Presidents Vladimir Putin and Xi Jinping lead the BRICS and the SCO. Xi leads the Belt and Road Initiative (BRI), Putin the Eurasia Economic Union (EAEU). Putin leads the New Middle East -- the "4+1" tested in the Syrian battlefield (Russia, Syria, Iran, Iraq plus Hezbollah), now with Turkey, with China supporting from behind. Putin is immensely respected by Japan, South Korea, Vietnam and Pakistan.
Vladivostok is a little over 300km away from the DPRK's Punggye-ri missile test site. So at the Eastern Economic Forum, just concluded in Vladivostok, Putin naturally led, not only alongside Xi but also Japan's Shinzo Abe and South Korea's Moon Jae-in, all bent on carefully maneuvering the Trump administration into rationality.
In the larger geopolitical chessboard, those US "nuclear capabilities" threats voiced by Trump and his generals are not just aimed at Pyongyang. The real, long-term, ultimate target is "RC." THAAD missile radars are able -- at least in theory -- to "see" up to 3,000km into "RC" territory. For "RC," this is an absolute no-no.
The Korean Peninsula high drama is a dense crossover of top level diplomatic warfare and accompanying infowar. The War Party spread out across the Beltway essentially proposes a nuclear exchange and does not rule out, as Trump just said, a military attack ("certainly could happen"), with absolutely horrendous consequences, as in millions of dead Koreans, North and South.

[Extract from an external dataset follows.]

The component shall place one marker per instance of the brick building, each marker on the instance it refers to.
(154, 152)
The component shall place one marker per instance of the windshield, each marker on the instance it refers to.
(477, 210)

Trump and US ambassador to the UN, Nikki Haley, refuse to talk. Moreover, the War Party is very much aware that if the DPRK is not demonized as a threat, the entire rationale for the industrial-military complex to be present in Japan and South Korea disappears.
In parallel, former director of Los Alamos National Laboratory Siegfried Hecker, who's been to North Korea's nuclear facilities, has stated, unequivocally, that Kim Jong-un "is determined to develop an effective deterrent to keep the United States out." As long as US military bases are surrounding the DPRK there's no way Pyongyang's nuclear program will be frozen. This is an unchangeable fact on the ground.
Instead of a "military attack" or nuclear war, what "RC" proposes are essentially 5+1 talks (North Korea, China, Russia, Japan and South Korea, plus the US) on neutral grounds. That's called diplomacy.
In Vladivostok, Putin went out of his way to emphasize common sense; defuse military hysteria; and warn that stepping beyond sanctions would be an "invitation to the graveyard." Instead, he proposed business deals.
What about a wall of connectivity?
What happened in Vladivostok is really ground breaking; Moscow and Seoul essentially agreed on a trilateral trade platform, involving Pyongyang, to ultimately invest in connectivity between the whole Korean peninsula and the Russian Far East.
Moon proposed to Moscow to build no less than "nine bridges" of cooperation; "Nine bridges mean the bridges of gas, railway, the Northern Sea Route, shipbuilding, the creation of working groups, agriculture and other types of cooperation."